MADISON, Wis. (WMTV) - The numbers are in.
Quarter Four room tax revenue data is in from 2021 and the numbers reflect how the local tourism industry is fairing since the pandemic virtually wiped out all of business back in 2020 due to the COVID-19 pandemic. After analyzing the data and speaking with industry leaders, it seems most tourism heads are coming into 2022 with a new strategy- attract more leisure travelers.
The indistinguishable chatter of people gathering is a welcomed sound and sight for Hilton Madison Monona Terrace General Manager Derek Morrison.
“I think it’s energizing, I really do,” says Morrison.
On this day people are filling the Monona Terrace Convention center for a statewide tourism conference, one that was virtual last year and canceled back in 2020 due to the pandemic. This packed center means more rooms filled in Morrison’s hotel.
”Anytime they have some sort of event it does positively impact us here at the hotel,” he said. “We’re really starting to see the interest of the business traveler coming back.”
And that’s a sign things are looking up for Madison’s tourism industry.
“Madison, like a lot of large cities, was impacted by the pandemic because we have so many meetings and events here,” explains Rob Gard with Destination Madison.
To make up for cancelations and a loss in millions of dollars in revenue, Gard says the marketing focus shifted from business to leisure travel, and they’ve seen success.
“When we saw the results of quarter four, we looked at each other and said, wait a second, this is really working! Our efforts are paying off! And we realized it has to be leisure [travel] because it is a down time for meetings and events, a little bit of sports going on with UW, but to see that big of a surge you know it’s leisure,” says Gard.

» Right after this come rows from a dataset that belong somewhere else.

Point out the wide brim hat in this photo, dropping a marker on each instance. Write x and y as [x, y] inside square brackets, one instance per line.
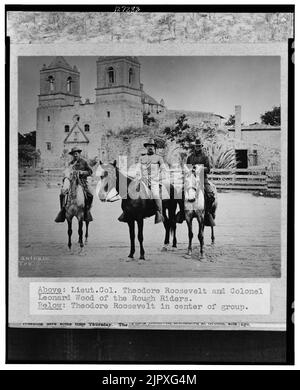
[75, 149]
[197, 142]
[151, 142]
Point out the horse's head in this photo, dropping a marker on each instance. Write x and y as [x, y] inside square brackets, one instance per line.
[106, 187]
[192, 181]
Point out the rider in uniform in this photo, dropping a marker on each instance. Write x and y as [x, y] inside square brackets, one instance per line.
[150, 166]
[198, 156]
[84, 170]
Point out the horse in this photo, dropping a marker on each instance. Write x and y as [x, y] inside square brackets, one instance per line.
[74, 205]
[194, 204]
[114, 185]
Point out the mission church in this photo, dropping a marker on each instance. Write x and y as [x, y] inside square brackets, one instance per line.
[64, 120]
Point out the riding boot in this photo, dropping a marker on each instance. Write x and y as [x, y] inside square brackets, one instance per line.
[123, 218]
[61, 216]
[88, 204]
[180, 216]
[158, 215]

Room tax revenue, the money cities make when people stay in hotels, helps illustrate how hard Madison’s tourism industry was hit during the pandemic and how much it’s come back. Take a look at the numbers from Q4 specifically. And then there are the annual numbers.
- 2019- $4,452,565
- 2020- $967,278
- 2021- $3,534,950
- 2021 is still down more than 20 percent of pre pandemic levels.
- 2019- $18,929,284
- 2020- $5,997,175
- 2021- $12,267,582
- 2021 is still down more than 35 percent of pre pandemic levels.
- 2019- $455,002
- 2020- $290,037
- 2021- $410,794
- 2021 is down less than 10 percent of pre pandemic levels.
Even with numbers down, the data doesn’t come as a surprise to Madison tourism experts. The numbers are encouraging to them because they say large meetings and conventions take years to plan.

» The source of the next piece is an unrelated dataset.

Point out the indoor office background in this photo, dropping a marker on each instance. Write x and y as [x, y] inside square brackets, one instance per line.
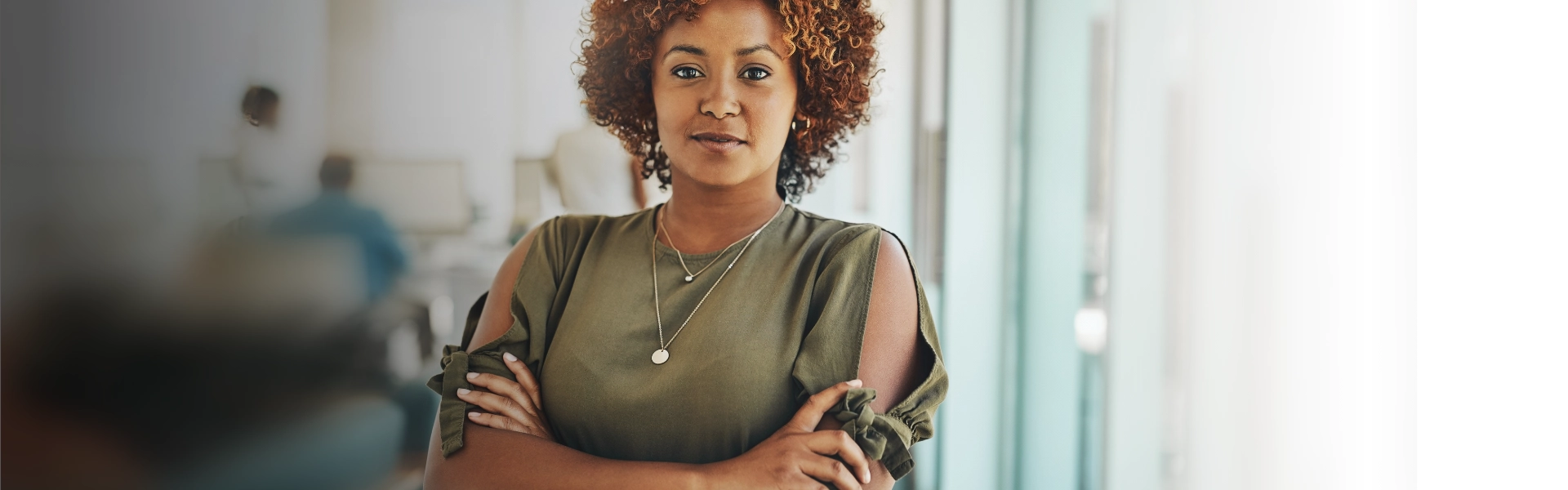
[1167, 241]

“It takes 2, 3, 4, 5 years even to plan and pull some of these events off, so it is a long haul to do,” explains Gard.
“It’s really 2023 or 2024 where you’ll see the full recovery of the business traveler, but with that said, everyday we are getting more and more inquiries,” says Morrison.

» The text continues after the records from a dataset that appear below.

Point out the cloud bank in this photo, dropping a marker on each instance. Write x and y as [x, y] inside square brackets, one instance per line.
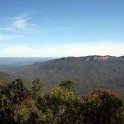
[64, 50]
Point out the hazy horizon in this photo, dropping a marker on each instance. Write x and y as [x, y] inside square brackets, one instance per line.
[46, 28]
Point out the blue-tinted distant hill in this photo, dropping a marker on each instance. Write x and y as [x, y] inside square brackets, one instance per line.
[88, 73]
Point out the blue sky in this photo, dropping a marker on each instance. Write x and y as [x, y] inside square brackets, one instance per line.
[61, 28]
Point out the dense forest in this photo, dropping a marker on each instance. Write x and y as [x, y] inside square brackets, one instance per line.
[58, 105]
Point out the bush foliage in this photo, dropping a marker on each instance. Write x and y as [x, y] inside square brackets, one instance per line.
[59, 105]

And there’s a pandemic change that might just stick around, keeping people coming for work and for play. Attracting leisure travelers is a much quicker process than scheduling those big meetings.
“Definitely we are seeing a lot of that leisure again, heavy leisure demand especially when you look at anything to do with outdoor activities, sporting groups and weddings,” recognized Morrison.
Travelers coming for work and for play is a welcomed addition making the future of Madison tourism even stronger.